Dual-model routing in production — why the cost classifier isn't enough

Tier 1 + Tier 2 isn't a cost lever. It's four classifiers wearing one mask.

Published · June 2026~12 min read

1. Cost is the only reason this architecture exists

Single-model AI at enterprise scale is unsustainable. A flagship model on every user intent — including the boring ones, the redundant ones, the ones that resolve to a two-field database lookup — produces a per-request cost that a serious enterprise product cannot absorb. The math is stark: a typical conversational query against a flagship model can land around three to four cents. Multiply by tens of thousands of daily interactions across a customer base and the inference line item becomes the single largest variable cost on the platform.

The fix every team converges on is some flavour of the same idea: don't use the flagship model for queries a cheaper one can handle. The cheap one routes; the expensive one executes only when it has to. The published versions of this pattern range from rule-based routing tables to learned classifiers to chained model cascades. The published versions all sell it as a cost lever.

What the published versions tend to leave out is what it actually looks like in production once you depend on it. The cost-lever framing is true. The cost-lever framing is also dangerously incomplete. The classifier isn't one classifier. The lever isn't one lever.

2. The Tier 1 + Tier 2 topology, as designed

The version we built and run inside HONO Zero UI is the standard shape — lightweight classifier in front of a heavyweight executor, with prompt caching pulling the cost of the classifier down to nearly zero:

  • Tier 1. A Haiku-class model wrapped with the Anthropic prompt caching system. The cached prompt holds the entire intent vocabulary — the things a user might be trying to do — so the marginal cost per classification call is pennies of pennies. The Tier 1 model emits a structured decision: which intent, with what confidence, and whether to escalate.
  • Tier 2.A Sonnet-class executor with the full tool repertoire, conversational reasoning, and access to the MCP surface. It's the one that actually does the work when the work is genuinely complex. Expensive per call, but fired only on the queries that earn it.
  • Traffic split, target. Roughly 60% of queries resolve at Tier 1 only (clear intent, simple path). 30% escalate cleanly to Tier 2 (ambiguity, complexity, or known multi-step work). The remaining 10% bounce — Tier 1 attempts, fails, escalates mid-conversation.

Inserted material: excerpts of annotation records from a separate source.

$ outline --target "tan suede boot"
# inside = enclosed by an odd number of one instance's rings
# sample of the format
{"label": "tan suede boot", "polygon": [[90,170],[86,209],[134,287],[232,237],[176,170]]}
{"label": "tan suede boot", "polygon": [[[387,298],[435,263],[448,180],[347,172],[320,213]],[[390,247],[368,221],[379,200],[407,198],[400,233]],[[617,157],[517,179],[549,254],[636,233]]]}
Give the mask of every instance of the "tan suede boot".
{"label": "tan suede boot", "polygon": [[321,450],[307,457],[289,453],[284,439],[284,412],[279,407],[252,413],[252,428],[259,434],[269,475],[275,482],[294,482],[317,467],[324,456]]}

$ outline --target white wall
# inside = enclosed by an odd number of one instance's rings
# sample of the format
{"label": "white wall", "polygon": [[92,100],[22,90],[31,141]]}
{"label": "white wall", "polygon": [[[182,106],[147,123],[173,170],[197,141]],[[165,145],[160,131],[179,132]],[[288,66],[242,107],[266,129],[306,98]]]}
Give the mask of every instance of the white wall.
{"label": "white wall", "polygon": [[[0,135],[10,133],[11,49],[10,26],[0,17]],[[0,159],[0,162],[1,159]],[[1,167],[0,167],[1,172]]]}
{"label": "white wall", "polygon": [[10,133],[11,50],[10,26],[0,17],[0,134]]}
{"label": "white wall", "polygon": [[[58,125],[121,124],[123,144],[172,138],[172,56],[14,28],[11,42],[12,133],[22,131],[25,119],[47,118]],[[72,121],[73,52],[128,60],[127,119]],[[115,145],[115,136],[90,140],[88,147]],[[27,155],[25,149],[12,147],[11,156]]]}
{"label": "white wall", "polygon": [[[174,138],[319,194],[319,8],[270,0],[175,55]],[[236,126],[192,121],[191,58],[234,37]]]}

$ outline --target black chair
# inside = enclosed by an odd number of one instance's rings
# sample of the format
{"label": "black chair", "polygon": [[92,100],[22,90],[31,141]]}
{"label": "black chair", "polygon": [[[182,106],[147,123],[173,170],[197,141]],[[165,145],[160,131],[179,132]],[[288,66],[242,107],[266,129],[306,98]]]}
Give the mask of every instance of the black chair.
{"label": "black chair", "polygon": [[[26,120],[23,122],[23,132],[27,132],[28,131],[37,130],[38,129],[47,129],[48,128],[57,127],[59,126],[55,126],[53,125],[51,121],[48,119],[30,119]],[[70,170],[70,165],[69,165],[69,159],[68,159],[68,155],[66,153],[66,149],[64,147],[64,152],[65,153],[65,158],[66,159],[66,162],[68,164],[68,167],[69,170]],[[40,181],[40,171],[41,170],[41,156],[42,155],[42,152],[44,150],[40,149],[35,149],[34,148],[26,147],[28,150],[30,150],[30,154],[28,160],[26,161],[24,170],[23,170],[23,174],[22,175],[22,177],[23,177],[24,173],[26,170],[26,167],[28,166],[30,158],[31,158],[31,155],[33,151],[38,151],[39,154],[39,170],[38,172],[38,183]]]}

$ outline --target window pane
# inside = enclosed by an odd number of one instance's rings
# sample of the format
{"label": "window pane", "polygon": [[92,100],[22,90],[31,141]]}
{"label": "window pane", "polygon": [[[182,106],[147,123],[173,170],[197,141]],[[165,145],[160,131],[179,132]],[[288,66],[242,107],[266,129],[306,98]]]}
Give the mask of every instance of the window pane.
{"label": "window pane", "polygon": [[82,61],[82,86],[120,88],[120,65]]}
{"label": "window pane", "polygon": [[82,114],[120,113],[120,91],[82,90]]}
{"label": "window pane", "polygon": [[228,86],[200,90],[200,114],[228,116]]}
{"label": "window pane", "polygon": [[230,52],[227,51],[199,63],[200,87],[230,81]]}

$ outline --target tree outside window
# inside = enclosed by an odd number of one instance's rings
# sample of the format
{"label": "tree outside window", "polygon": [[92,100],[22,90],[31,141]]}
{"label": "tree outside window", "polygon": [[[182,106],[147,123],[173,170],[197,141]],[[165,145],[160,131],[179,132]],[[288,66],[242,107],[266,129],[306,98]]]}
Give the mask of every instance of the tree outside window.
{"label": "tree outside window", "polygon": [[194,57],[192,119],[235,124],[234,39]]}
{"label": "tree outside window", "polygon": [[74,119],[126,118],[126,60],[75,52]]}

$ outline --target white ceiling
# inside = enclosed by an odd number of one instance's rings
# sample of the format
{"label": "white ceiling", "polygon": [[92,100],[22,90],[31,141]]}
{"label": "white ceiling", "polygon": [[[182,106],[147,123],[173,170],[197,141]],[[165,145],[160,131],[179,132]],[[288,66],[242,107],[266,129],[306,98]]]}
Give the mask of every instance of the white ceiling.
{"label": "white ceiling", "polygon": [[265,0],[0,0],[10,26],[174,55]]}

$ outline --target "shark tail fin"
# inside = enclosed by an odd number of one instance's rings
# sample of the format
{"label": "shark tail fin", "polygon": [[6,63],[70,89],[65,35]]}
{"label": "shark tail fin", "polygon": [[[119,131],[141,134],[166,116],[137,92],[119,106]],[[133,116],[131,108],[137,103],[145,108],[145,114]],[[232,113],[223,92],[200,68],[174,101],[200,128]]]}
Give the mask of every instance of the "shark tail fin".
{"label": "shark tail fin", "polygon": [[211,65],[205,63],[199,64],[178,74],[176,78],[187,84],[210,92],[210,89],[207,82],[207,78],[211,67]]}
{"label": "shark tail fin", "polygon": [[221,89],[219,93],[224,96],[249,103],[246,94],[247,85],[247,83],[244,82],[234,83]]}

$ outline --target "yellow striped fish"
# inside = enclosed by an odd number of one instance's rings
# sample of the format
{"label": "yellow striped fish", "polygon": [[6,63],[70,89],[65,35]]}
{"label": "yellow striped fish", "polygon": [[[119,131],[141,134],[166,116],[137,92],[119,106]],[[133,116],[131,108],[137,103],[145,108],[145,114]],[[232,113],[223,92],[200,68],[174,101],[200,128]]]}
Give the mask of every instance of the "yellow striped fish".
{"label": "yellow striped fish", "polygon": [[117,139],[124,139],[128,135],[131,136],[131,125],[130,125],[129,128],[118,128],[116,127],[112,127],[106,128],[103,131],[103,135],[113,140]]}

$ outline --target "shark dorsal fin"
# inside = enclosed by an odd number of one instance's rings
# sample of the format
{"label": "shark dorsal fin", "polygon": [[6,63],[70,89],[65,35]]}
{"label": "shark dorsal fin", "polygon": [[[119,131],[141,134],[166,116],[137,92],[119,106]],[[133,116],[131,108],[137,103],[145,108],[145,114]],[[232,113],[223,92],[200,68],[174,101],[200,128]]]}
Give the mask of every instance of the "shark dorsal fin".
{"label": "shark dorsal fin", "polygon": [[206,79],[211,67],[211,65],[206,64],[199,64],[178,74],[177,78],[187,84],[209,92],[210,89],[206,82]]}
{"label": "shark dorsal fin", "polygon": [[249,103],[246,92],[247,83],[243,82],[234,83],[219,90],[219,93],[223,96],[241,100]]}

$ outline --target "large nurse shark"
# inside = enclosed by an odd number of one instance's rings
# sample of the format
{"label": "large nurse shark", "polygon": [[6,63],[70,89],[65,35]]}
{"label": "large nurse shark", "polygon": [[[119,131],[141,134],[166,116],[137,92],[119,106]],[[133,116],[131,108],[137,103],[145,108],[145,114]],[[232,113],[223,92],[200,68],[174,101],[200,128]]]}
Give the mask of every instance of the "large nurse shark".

On paper, the math is great. The headline figure from this pattern in our deployment is a per-request cost that drops from around 3¢ on a naive single-model architecture to roughly 0.5¢ on the routed one. That's the published story. The numbers are real.

Several classifiers · two model tiers · one async track for follow-ups

User query

Show me who applied for the most leaves this year

Looks simple on the surface. Implies fifty employees, twelve months, aggregation, ranking.

Routing layer

Classifier

Several classifiers, each on a different axis

Intent (what is the user trying to do?) · Scope (cardinality, temporal range, aggregation?) · Conversation (where does this turn sit in the arc?) · Confidence (how sure are we?) — each emitted independently, combined into a routing decision.

Route A

Tool path

Aggregate tool

High cardinality OR aggregation required → one bulk call to a domain aggregate tool. SQL does the work.

Route B

Tier 1 · cheap

Tier 1 only

Clear, single-entity intent, high confidence → cheap classifier-class model with simple tools. ~60% of traffic.

Route C

Tier 2 · capable

Tier 2 escalation

Ambiguous intent OR low confidence OR multi-step reasoning required → heavy executor with full tool repertoire.

Response surface

The primary content arrives from whichever tier handled the query

At Tier 1 speed when Tier 1 was right. At Tier 2 quality when Tier 2 was warranted. The user sees one stream.

Async track · suggestion pills

Async

Decoupled follow-up generation, always at Tier 2 quality

Runs alongside the answer, never blocking it. Suggestion pills arrive a beat after the primary response. Cost classifier optimises answers; suggestions are a separate cognitive task on their own track.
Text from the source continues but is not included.